Mr. Darrah, who dismissed Mr. Sheets' prediction as a "back-of-the-envelope" calculation, said he would like to reach an agreement with the company quickly - before a bankruptcy filing - in order to protect jobs. If American were to file for bankruptcy protection, creditors and company management would likely have much more power to demand costs cuts.

"We have signaled our willingness to explore cost savings with American Airlines management," Mr. Darrah said.

Leaders of unions representing pilots, flight attendants and mechanics have joined company officials to lobby for relief from federal fees and taxes for security and other purposes. They met last week with Sen. Kay Bailey Hutchison ( R., Texas) and several House members from Texas, but Mr. Darrah said they got no indication that immediate help is on the way.
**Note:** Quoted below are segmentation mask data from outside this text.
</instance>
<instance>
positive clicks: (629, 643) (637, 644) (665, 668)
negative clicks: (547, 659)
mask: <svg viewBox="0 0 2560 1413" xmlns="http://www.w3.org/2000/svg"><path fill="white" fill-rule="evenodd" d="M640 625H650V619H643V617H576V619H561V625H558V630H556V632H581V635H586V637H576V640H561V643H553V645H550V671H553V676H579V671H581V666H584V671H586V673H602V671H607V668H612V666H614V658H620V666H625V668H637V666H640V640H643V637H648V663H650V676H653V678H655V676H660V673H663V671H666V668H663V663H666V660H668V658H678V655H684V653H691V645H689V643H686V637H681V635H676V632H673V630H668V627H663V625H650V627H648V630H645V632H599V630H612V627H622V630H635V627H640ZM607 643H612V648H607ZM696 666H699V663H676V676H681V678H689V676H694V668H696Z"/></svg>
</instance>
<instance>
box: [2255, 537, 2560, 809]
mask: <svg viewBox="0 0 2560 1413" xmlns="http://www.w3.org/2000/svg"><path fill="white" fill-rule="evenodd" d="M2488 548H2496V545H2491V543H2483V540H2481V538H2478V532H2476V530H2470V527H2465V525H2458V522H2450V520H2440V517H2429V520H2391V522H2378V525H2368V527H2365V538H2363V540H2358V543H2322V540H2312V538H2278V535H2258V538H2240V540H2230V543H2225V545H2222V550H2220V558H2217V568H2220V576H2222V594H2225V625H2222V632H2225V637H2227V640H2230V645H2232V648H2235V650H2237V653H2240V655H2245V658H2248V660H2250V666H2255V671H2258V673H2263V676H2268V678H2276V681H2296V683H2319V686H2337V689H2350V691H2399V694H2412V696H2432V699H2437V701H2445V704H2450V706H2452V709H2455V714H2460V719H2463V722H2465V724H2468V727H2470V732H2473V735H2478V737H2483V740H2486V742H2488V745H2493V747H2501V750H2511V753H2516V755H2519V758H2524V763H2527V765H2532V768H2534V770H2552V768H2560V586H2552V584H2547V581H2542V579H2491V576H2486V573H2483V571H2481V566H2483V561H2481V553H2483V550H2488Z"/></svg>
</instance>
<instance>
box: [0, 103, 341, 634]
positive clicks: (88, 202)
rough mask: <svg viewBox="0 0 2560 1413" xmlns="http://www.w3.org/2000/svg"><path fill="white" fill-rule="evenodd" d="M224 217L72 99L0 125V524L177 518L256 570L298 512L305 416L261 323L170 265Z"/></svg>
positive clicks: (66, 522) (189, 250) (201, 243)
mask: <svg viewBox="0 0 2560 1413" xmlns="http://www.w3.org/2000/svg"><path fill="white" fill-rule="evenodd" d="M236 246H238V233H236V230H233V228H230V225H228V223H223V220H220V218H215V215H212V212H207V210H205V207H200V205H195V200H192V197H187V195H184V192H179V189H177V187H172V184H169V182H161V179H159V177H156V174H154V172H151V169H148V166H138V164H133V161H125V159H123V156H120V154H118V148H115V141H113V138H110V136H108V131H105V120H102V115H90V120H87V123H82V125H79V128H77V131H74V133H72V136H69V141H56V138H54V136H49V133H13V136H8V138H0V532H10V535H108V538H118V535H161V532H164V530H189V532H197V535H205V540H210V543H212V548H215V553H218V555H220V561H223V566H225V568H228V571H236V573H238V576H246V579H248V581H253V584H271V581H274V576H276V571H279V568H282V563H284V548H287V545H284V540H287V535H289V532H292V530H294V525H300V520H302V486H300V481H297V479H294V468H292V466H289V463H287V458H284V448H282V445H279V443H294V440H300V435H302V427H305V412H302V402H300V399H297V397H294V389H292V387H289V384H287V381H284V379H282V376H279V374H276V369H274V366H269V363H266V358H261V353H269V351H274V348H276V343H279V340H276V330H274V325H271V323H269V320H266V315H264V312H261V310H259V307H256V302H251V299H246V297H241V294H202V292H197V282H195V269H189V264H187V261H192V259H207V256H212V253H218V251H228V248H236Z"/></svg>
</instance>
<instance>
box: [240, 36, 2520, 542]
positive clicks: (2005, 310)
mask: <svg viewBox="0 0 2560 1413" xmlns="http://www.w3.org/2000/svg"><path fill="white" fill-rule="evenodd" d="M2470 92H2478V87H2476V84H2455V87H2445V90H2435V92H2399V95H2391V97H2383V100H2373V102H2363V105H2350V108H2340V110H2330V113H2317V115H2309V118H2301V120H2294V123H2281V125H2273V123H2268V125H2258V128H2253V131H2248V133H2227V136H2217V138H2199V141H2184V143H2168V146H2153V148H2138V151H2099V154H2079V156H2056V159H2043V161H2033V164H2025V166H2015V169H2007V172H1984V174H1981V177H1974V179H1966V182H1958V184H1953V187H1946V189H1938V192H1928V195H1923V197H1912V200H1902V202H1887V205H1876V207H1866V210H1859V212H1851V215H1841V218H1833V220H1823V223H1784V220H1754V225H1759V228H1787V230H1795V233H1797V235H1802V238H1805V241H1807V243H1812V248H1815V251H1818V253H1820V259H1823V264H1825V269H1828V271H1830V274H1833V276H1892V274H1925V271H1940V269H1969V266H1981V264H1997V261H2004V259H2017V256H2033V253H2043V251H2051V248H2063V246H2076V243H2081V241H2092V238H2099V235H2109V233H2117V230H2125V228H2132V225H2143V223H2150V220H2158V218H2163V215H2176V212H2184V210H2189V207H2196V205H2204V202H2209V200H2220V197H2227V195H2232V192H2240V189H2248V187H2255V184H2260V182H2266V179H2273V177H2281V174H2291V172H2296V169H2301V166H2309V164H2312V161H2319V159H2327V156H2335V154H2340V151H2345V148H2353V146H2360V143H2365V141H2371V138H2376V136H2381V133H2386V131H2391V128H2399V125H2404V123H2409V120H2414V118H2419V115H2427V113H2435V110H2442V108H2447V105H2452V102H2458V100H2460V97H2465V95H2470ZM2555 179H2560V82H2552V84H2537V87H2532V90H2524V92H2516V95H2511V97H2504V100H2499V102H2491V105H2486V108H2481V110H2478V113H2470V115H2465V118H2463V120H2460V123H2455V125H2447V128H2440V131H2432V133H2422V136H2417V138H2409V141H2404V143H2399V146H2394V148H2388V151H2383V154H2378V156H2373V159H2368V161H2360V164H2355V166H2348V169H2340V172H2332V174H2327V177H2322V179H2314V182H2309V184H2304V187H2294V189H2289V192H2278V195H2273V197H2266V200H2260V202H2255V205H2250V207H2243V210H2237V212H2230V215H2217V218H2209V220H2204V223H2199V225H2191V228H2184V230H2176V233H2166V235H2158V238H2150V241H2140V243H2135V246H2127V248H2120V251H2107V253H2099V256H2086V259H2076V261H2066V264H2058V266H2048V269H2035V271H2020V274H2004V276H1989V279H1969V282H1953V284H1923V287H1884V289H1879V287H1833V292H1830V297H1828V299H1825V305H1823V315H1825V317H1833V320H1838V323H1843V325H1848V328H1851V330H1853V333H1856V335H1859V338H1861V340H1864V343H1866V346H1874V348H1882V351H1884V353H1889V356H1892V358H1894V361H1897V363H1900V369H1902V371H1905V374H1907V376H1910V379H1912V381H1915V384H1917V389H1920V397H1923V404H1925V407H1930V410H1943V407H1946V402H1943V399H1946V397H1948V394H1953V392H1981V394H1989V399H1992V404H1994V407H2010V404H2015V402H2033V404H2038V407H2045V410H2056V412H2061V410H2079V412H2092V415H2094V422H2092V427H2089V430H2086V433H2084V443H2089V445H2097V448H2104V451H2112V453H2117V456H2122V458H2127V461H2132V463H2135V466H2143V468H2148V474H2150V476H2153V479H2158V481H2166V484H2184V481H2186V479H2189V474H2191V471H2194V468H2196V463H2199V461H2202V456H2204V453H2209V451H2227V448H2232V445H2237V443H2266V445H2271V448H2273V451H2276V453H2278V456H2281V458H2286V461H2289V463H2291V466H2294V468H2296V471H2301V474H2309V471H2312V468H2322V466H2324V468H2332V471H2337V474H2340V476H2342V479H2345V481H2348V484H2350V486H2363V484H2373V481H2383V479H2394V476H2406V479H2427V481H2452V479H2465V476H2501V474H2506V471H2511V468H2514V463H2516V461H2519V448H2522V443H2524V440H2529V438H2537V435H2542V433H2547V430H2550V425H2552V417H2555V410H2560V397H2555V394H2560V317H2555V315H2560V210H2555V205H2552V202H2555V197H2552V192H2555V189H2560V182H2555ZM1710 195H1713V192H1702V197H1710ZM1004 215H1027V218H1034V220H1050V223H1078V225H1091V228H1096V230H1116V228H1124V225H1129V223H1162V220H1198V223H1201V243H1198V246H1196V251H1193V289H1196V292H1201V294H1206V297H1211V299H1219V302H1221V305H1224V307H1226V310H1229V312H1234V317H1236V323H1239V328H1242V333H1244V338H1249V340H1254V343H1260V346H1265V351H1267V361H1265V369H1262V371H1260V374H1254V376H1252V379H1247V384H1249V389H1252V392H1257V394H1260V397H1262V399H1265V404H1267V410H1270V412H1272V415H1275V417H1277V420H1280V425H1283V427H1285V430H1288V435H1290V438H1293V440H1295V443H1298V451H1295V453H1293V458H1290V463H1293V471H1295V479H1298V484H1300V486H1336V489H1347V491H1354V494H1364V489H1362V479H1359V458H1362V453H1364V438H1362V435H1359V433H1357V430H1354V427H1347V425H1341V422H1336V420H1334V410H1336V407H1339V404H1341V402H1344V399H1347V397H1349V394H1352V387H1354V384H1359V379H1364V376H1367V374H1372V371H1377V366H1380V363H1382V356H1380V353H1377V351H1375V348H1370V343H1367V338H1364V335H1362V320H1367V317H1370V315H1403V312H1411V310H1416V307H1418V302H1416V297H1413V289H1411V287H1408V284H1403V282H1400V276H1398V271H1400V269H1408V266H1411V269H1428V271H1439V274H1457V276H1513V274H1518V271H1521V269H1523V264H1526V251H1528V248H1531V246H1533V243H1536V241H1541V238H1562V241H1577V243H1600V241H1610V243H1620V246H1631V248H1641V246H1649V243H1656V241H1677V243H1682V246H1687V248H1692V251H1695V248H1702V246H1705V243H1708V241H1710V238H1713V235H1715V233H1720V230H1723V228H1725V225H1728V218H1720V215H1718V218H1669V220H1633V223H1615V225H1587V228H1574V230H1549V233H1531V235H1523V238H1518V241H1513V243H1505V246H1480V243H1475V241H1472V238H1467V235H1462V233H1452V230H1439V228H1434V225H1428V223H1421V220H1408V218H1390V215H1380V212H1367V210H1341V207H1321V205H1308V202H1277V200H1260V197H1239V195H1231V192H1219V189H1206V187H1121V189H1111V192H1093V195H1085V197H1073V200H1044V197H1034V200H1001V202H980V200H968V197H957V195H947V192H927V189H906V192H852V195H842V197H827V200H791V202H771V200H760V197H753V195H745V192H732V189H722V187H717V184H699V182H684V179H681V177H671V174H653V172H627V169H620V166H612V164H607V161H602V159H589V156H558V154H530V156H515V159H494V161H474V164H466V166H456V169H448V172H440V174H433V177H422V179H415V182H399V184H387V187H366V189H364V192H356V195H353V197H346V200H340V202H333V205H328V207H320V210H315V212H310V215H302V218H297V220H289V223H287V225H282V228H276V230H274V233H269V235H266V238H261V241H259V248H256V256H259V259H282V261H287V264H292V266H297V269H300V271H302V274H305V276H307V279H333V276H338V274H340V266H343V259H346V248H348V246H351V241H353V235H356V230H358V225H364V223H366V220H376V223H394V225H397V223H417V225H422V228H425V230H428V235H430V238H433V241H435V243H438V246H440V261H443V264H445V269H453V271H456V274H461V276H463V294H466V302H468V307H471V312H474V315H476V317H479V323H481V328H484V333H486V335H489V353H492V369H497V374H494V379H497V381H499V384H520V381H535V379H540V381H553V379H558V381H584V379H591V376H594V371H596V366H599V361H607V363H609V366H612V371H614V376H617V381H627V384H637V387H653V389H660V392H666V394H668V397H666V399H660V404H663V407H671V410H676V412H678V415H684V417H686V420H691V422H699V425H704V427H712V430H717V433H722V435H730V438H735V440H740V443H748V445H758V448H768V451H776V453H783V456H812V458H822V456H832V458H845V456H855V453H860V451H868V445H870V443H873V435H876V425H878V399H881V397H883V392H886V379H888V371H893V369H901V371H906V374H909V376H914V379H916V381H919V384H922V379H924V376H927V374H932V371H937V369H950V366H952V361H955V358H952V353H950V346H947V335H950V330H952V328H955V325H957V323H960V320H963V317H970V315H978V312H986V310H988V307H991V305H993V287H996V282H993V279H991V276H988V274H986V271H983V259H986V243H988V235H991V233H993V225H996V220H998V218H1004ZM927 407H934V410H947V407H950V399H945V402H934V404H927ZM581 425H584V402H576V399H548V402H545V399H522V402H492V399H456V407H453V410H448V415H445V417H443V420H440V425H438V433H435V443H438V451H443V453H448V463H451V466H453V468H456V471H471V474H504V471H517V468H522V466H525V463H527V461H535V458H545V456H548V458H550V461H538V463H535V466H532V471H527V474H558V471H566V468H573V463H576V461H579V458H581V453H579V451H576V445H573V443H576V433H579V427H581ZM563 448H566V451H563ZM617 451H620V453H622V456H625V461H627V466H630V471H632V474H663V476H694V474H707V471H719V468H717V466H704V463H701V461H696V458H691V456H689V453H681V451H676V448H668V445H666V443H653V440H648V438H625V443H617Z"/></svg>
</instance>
American's chairman and chief executive, Donald J. Carty, warned last week that things could get worse for the Fort Worth-based carrier if there is war with Iraq, which could reduce travel and raise jet fuel prices. Echoing comments made by other airline executives, Mr. Carny said the industry would need government help to survive if war breaks out with Iraq.

American and other U.S. carriers have struggled in the past two years with the slumping economy, reduced spending by business travelers and higher security costs in the wake of the 2001 terrorist attacks. Those factors helped push United Airlines and US Airways into bankruptcy last year.

Ray Needle, an airline analyst with Blaylock & Partners, said American could also forestall bankruptcy by selling assets such as the American Eagle commuter airline, but that, without major concessions from labor, a Chapter 11 filing was inevitable.

American spokesman Bruce Hicks declined to discuss the timing of a possible bankruptcy filing.

On Wednesday, Mr. Carty met with representatives for the Association of Professional Flight Attendants, who -- like the pilots and ground workers -- have indicated a willingness to negotiate cost-saving measures.

Michael Boyd, an aviation consultant in Evergreen, Colo., who has worked for the pilots' union, said the unions' agreement to consider concessions was more significant than estimates of when American might file for bankruptcy.

"You're looking at an employee group that is fixing to pull together, and that's good for American," Mr. Boyd said.

Before seeking concessions from labor, American said it cut other costs by $2 billion a year, mostly by retiring planes and changing its flight schedule. Company officials said they needed twice those savings to compete with low-cost carriers such as Southwest Airlines.
***** ***** ***** ***** ***** ***** ***** ***** *****​
Is deNial now a river in Dallas?
On 2/27/2003 7:28:51 AM Hopeful wrote:

I wonder how much the recent $10.00 fare increase will offset the losses!

Last I saw we were flying about 268,000 pax a day, so 2.68M. However rising oil prices could offset some of that. AA is somewhat hedged (I think 40%), but it still hurts.
Anyone who actually believes AMR's chances of bankruptcy are only 25% should be buying as much AMR stock as they could stomach.

If you put $10,000 in AMR, you are risking $10,000. But the upside could be 4 times your money if they stay out of BK and get the needed concessions, and the war ends quickly.

Personally, I believe the risk of BK is much more than 25%.